At long last, after what seemed like an age in descent, the big jet plane touched down with the most gentle of bumps, and pulled to a gradual and perfect stop on the hard, reassuring concrete runway below. As the passengers began to leave their seats, the blond unfastened her belt, getting to her feet and flinging open the luggage rack door, pulling down the small napsack that had comprised her hand luggage. She made her way carefully between the rows of seats, glad to be able to properly stretch her legs as she followed the milling crowd of passengers down to the arrivals lounge. Finding her case was not difficult, and she glanced around her, wondering if she would be left to find a taxi cab.
"Would be damn typical. Just because it's late at night." She muttered, stifling a yawn. "Man, I'm beat, and I've only gone back three hours! Still, I suppose that makes some sense. It's almost 3am, Philly time...and spending hours on a plane ain't my favourite way to spend any day."
"Aunt Roxy!"
A cry from across the lounge made her turn and she eyed the speaker with some amusement, a grin touching her lips as she surveyed the girl who had come to meet her. Dressed in the latest Californian fashions, and with her curly hair in perfect place, it would be easy for a careless observer to decide that Sylvina Martescu was just another clothes obsessed adolescent, more concerned with her appearance than the world around her. To some extent it was true, for Sylva, as she was known, was very clothes conscious, but beneath the layers of foundation and designer denim there was a generous heart and a bubbly personality. The synth player for successful California based rock band Jewel, Sylva had long since proved that she was more than just a pretty face, and, as she crossed the airport lounge to greet her adoptive aunt properly, a number of people turned to stare, startled and excited to catch a glimpse of such a big celebrity.
Of course, in her day, Roxy too had been a star. There were still people all over the world who remembered with a dry smile the wild clothes and dynamic musical style of the Misfits, and Roxy was not one to hide behind her achievements. She had never made any bones about who she was, but nor had she adopted airs and graces, for it was not in her nature, and she was much still the same rough and ready Roxanne Pelligrini that had arrived in Los Angeles in the nineteen eighties from Philadelphia, penniless and searching for stardom.
To Sylva, however, she was someone more special than just a star. She was "Aunt" Roxy, her mother Mary's best friend and, on occasion, even surrogate sister, though Roxy would be the first to refute any such claims. Mary Martescu, once Stormer of the Misfits, was as sweet natured and gentle as Roxy was brash and physical, but the two girls had developed a close bond from their years playing music together, and Roxy, whatever her other faults, had always been fiercely loyal. It had been Roxy who had rescued Mary from the despair of her divorce from Sylva's father more than a year before, and had brought her back to Los Angeles, the city which she had always loved. Mary had been born in California, and in Los Angeles she had blossomed, putting her heart and soul back into her music and taking an active interest in Sylva's ever progressing career, whilst corresponding diligently with Sylva's twin sister Anna, a senior majoring in music at university in Washington DC.
In short, Roxy was as much an unspoken member of the Martescu family as she was a blood relation of the Pelligrini one, and Sylva loved her dearly.

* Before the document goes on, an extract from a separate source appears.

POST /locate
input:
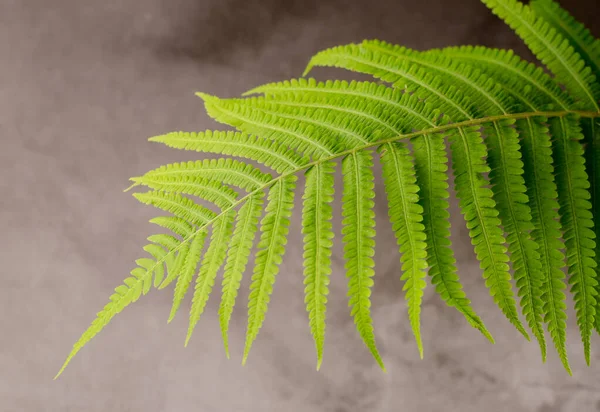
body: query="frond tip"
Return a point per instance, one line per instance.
(525, 154)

"Aunt Roxy, Mom asked me if I'd come to get you." She spoke now, greeting the older woman with an impulsive hug. "Jewel weren't busy tonight, and Mom is wrapped up in some new song or other that she hopes to have down before long, so I said I would. I was worried that your plane might be late with all the fog and mist around, but you're down pretty much on time."
"Trust me, kid, I don't spend longer than I have to on a damn plane." Roxy detangled herself from the girl's embrace with a rueful smile. "And if you must do the fond greeting routine, could you wait till there aren't hosts of idiots gawking this way? I don't know about you, but some of us have a reputation to defend."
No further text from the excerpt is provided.